The statue of Edmund Burke stands outside Trinity College, Dublin

History is full of exciting events, turbulent times, and violent change. But some revolutions can pass people by as they live through them, and can even be forgotten by those who were most affected by them. This is especially true of major constitutional revolutions: debates about constitutions can leave people quite unmoved at times.

In the summer of 1791, the future of Canada was being discussed in the British Parliament. What was decided in just a few days of debate was to determine what kind of place Canada would become, what the political and social characteristics of the new nation would be for generations to come.
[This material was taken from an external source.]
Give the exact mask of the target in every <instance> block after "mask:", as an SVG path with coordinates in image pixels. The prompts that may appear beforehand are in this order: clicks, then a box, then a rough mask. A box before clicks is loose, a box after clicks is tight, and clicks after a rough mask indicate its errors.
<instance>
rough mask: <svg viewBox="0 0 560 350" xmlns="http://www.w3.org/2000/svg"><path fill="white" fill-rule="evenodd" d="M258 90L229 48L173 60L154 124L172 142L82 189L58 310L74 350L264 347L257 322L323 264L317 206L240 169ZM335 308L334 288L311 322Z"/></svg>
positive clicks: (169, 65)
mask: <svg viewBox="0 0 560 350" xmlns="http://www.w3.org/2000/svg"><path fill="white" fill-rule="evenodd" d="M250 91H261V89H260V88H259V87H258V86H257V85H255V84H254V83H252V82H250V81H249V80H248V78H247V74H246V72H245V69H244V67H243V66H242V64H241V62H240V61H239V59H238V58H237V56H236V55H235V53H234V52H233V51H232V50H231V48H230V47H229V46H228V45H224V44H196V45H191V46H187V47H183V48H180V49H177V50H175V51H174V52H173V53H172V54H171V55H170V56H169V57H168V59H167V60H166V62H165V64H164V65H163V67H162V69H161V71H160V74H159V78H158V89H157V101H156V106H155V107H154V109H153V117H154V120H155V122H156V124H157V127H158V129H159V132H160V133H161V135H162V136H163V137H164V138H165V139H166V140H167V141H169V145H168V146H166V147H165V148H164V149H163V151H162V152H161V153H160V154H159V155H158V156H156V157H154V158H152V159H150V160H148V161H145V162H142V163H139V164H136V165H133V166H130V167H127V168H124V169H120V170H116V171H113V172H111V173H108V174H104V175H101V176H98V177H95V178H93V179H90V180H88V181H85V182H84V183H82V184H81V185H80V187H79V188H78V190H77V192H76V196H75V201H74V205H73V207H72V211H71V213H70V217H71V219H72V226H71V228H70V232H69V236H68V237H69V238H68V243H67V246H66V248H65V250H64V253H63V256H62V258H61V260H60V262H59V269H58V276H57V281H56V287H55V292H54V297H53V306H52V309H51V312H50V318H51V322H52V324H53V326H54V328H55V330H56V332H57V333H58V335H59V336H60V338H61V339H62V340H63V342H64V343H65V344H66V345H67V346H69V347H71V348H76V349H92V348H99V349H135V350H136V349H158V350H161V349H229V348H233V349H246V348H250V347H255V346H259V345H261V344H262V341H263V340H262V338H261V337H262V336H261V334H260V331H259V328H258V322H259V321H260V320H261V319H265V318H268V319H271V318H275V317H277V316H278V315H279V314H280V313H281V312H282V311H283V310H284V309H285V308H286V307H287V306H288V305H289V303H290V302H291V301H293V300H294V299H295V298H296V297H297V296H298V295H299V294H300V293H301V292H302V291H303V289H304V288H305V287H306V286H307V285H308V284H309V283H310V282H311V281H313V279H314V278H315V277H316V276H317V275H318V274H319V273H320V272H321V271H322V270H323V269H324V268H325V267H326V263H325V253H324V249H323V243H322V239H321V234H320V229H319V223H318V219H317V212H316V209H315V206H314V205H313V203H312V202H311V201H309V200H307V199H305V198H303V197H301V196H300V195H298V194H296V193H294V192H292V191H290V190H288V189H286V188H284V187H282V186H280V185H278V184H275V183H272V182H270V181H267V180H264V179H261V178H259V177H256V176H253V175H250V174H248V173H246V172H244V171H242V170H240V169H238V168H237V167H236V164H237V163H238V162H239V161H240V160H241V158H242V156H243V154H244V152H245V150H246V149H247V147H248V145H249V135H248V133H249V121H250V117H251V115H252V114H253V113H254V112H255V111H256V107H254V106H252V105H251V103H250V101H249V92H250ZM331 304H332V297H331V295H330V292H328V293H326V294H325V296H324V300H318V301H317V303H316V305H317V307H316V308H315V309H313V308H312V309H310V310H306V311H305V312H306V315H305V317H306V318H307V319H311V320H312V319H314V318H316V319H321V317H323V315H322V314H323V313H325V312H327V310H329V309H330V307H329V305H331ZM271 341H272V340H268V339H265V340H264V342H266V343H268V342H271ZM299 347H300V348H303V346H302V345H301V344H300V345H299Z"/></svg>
But even those making such important decisions, with few exceptions, didn’t seem particularly impressed by what they were doing.

After three thousand or so Loyalists settled along the shores of the Saint Lawrence west of the Ottawa River, they came under the system of government that had operated in the colony since 1763. Canada was Quebec, and stretched from the Gaspé to Lake Huron. The original French population, known simply as the Canadians, formed the majority of the population, even after the influx of English refugees. There was no Assembly to represent the views of the people. Land was held under the French seigneurial system, so the Loyalists found themselves unable to own outright the land they were granted. These new circumstances were unwelcome to them, and numerous petitions had been submitted asking for the “natural rights of British subjects”.

In 1789, William Grenville, Secretary of State for the Colonies, drew up a draft constitution to be introduced in Canada. Known as “The Quebec Bill”, it was not introduced into the British Parliament until early in 1791. The Bill provided for the division of Quebec into two new provinces, to be known as Upper Canada and Lower Canada, each with its own form of Assembly, land system, and civil laws. It came before the Committee of the House of Commons on May 6, 1791, to be debated and approved; but the session proved far more involved than anyone expected. One historian has noted that, of the 36 pages of debates on the Bill recorded in the Hansard for that session, discussion of the contents and its implications only filled three pages.

What has to be remembered about this debate was that it was not only dealing with the future of Canada, it was also taking place in the context of the unfolding Revolution taking place in France at the time. The Revolution had sparked a reevaluation of the role of the people in forming and carrying on their own government. It had sharply divided opinion in Britain, especially in the days before the execution of Louis XVI and his Queen, and the dark months of the Terror, the mass executions on the guillotine that disillusioned many of the Revolution’s early supporters.

The man considered one of Parliament’s finest orators and thinkers, the Irish philosopher, Edmund Burke, had condemned the Revolution from the beginning, and when he rose to address the House on the Quebec Bill on May 6, 1791, he was clearly conscious of the importance of what the House was about to do:

 “They were going to exercise the most ample and extensive powers which one man or a community could exercise upon another. They were not going to make laws, but they were going to make and organize a body which should make laws. They were about to form a machine, an organ by which those people should contribute to their own happiness or their own misery. They had assumed to themselves a power of performing this act of sovereignty.”

This sums up perfectly the revolutionary and historic nature of what was being introduced to Canada. Perhaps it was this awareness, and how dangerous a precedent was being set in France, that caused him to launch into an attack on that Revolution, pointing out the dangers of choosing the wrong system of government for a people. In fact, Burke continued his vigorous attack on the Revolution for so long that other members, as well as the Chair, began to call him to order, without much success. The debate then largely turned into a loud and rancorous series of attacks on, and defenses of, the French Revolution, rather than a considered discussion of the Quebec Bill. What made the headlines, then and in history, was the manner in which the debate ended the long friendship of Burke and Charles Fox, who had been close allies in Parliament, and leaders of the opposition to the governments of William Pitt, for almost a quarter of a century.

The session ended shortly after order was restored, and debate on the Bill continued on May 11, with a more relevant focus on the actual contents of the Bill. It passed with only a couple of minor revisions, and was approved by the King in June. It came into effect in December, 1791, and Upper Canada, later to become Ontario, came into being for the first time. This revolutionary event in Canadian history arrived, almost completely overshadowed by the fierce arguments in Parliament over the French Revolution, and the subsequent parting of the ways between Burke and Fox. Even the people in the new province of Upper Canada were not to know about it until the following spring, when word finally arrived from London. Today, it is relatively unknown to most Canadians, who know little about the constitutional and social revolution that came about when the Quebec Bill became the first Constitutional Act in the country’s history.